Experience from other countries shows that eventually the strongest and most well-funded microfinance institutions can transition to become banks with a full range of financial services, creating value for shareholders in the process. ACLEDA Bank from Cambodia and BRAC Bank from Bangladesh can be taken as examples of such transformations; while others such as SKS Microfinance of India have even obtained a public listing.

Company Background

Myanmar Finance International Limited (“MFIL”) is MIL’s investment into the microfinance sector, which has been identified by the Government as a priority sector to achieve poverty reduction in Myanmar.

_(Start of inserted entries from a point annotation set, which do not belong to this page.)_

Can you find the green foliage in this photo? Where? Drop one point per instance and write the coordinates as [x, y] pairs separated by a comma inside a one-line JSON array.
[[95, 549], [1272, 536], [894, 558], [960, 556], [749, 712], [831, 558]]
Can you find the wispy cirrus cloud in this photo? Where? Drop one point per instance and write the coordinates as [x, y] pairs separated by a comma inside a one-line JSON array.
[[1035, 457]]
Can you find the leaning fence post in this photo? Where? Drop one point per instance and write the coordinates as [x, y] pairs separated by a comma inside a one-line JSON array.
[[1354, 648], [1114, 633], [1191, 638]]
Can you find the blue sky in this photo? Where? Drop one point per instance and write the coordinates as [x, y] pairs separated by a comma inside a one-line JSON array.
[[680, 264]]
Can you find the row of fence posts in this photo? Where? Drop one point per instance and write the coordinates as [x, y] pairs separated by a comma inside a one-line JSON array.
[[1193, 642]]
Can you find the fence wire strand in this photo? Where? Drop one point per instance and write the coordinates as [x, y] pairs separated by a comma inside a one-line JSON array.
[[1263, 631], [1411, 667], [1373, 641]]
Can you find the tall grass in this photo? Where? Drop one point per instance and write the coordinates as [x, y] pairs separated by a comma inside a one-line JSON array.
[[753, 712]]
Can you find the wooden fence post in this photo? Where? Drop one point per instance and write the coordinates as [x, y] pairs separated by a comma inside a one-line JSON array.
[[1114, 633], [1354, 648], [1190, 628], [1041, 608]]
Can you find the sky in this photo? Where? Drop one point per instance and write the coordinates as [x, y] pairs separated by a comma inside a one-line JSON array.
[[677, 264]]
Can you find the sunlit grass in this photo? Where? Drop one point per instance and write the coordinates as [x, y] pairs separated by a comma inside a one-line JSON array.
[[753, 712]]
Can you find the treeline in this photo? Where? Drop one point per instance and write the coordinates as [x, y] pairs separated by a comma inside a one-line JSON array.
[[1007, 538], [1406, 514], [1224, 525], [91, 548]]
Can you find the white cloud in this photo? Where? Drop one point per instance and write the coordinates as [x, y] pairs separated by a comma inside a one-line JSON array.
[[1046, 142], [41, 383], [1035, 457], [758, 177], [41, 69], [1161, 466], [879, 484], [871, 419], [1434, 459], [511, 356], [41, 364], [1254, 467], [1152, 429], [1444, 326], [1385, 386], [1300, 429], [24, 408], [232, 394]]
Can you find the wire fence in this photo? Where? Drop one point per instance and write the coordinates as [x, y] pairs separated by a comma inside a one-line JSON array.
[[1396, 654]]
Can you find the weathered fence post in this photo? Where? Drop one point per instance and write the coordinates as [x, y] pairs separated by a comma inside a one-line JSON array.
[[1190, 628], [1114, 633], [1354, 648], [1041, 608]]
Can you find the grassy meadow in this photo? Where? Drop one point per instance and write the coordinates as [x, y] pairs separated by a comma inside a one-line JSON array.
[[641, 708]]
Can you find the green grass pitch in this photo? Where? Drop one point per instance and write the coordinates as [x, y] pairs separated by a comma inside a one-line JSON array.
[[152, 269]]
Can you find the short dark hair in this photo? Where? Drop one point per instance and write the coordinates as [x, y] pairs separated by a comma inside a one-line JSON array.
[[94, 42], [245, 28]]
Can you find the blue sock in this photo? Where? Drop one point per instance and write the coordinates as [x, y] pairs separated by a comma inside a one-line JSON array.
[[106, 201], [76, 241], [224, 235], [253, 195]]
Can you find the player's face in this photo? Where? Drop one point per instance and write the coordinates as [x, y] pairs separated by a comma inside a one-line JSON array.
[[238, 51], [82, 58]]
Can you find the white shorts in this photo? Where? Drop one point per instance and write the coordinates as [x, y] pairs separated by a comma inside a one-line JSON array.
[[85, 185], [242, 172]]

Microfinance, defined broadly, is the provision of financial services to individuals and small enterprises that lack access to more established types of financial services. Hence microfinance provides much-needed small loans to the rural, unbanked population of Myanmar to enable start-up or expansion of small businesses such as, for example, roadside stalls or fishing boats.

MFIL began operations in 2012 when Myanmar passed the Microfinance Law. It was founded by a group of Myanmar nationals, led by U Htet Nyi, a highly-regarded businessman who also serves as the Honorary-Consul of Norway and Finland. MIL completed its investment into MFIL in 2014, and brought in the Norwegian Investment Fund for Developing Countries (“Norfund”) as a joint venture partner in 2015.


MIL has invested a total of US$ 2.7 million. The current shareholding structure of MFIL is:

  • MIL: 37.5%
  • Myanmar Finance Co Ltd (“MFCL”): 37.5%
  • Norfund: 25.0%

MFCL is the local founding shareholder who saw the commercial opportunity microfinance could offer, whilst contributing to economic development and livelihood improvement for middle to lower income households.

Norfund is the Norwegian development finance institution, established and owned by the Norwegian government to combat poverty in selected countries through private sector development.  One of the areas that it specialised in is microfinance and as a result brings significant experience to MFIL.